Once again, if you read Torbati and Reinhard's smear of Neera Tanden in the Washington Post, you would be none the wiser about any of this background. And I don't think that's because the authors ran out of digital ink. They either actively suppressed pertinent information about Tanden's accusers in an act of malice or were derelict in their journalistic duty to perform even a cursory background lookup of these individuals.

As I stated at the outset of this column, Torbati and Reinhard did not see fit to give Neera Tanden the same benefit of the doubt that they afforded Teachout and Bruenig. For Tanden, every dollar ever raised come with a seemingly lifetime association with the financial interests of those who wrote the checks.

The Post reporters dug into CAP's financial disclosures to find that it had taken money from ... well, basically, from people and entities that exist in the real world. What Yeganeh and Reinhard attempts to present as a corrupting influence of "at least $33 million" coming from Tanden's nefarious corporate masters, is actually how most public interest organizations are funded: through the philanthropic efforts of people who, generally speaking, have money.

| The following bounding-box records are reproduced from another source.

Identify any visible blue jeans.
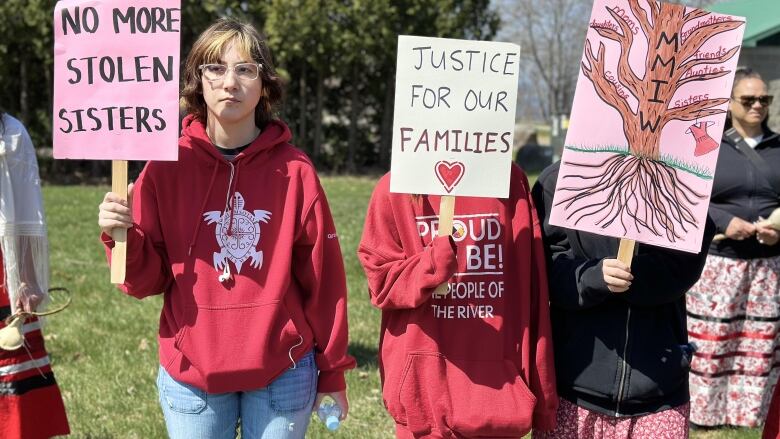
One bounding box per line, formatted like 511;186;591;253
157;352;317;439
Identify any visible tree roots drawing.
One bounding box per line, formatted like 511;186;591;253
555;154;706;242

That Neera Tanden and the Center for American Progress as an organization independent from the financial interests of its donors would be clear from a cursory examination of its policy work even if a CAP spokesperson did not provide an on-the-record comment that only between 2.5 and 7 percent of its funding had come from corporations. CAP has advocated for immigration justice, racial justice, economic parity, a massive clean energy investment and climate justice, criminal justice reform and ending systemic racism, LGBT equality, higher taxes on wealth, and student loan reform, among others.

The authors also recognize that many of CAP's donors freely admit that CAP is advancing policies that are against their personal and corporate financial interests, but they continue to fund CAP because they prize their values of a more just society as more important to them than their quarterly pocketbook interests.

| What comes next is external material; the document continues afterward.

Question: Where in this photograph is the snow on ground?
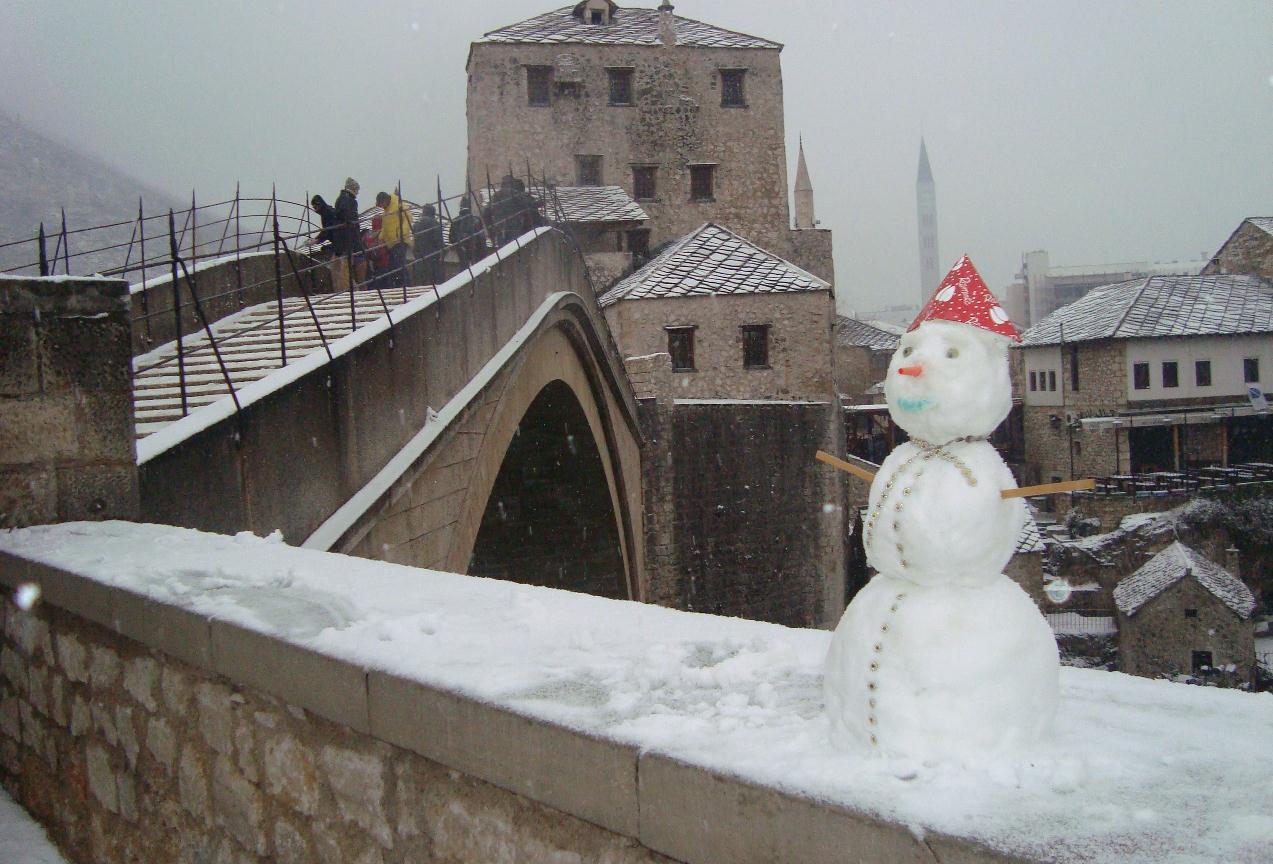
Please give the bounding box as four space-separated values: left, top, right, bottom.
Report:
0 786 66 864
0 522 1273 863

Even worse than condemning Tanden with corporatism by association, Torbati and Reinhard accuse Tanden of essentially being a foreign agent because CAP's financial disclosures show they received between $1.5 and $3 million from the United Arab Emirates. That financial contribution, the leftists charge, have led to the relative silence of CAP when it came to legislation to end US assistance to Saudi Arabia in the war in Yemen, despite the fact that the intelligence community has held Saudi Crown Prince Mohammed bin Salman responsible for the disappearance and assassination of American journalist Jamal Khashoggi.

This is a total and complete lie. Not only did CAP strongly condemn the murder of Jamal Khashoggi in Saudi Arabia, they explicitly advocated for Congressional action to end US military support for the Saudi-led war in Yemen. The disingenuous suggestion that CAP, under Tanden's leadership, stayed on "the sidelines" in the conflict is based on a report in the pro-Putin publication that CAP, along with organizations like Amnesty International and the American Civil Liberties Union, had declined to signed a petition by a far left group.

The authors of the piece, but more critically, the editors of Washington Post owe a duty to their readers to perform their job with objectivity, context, and fairness. They fail at all three here.

They should retract their smear and apologize to Neera Tanden.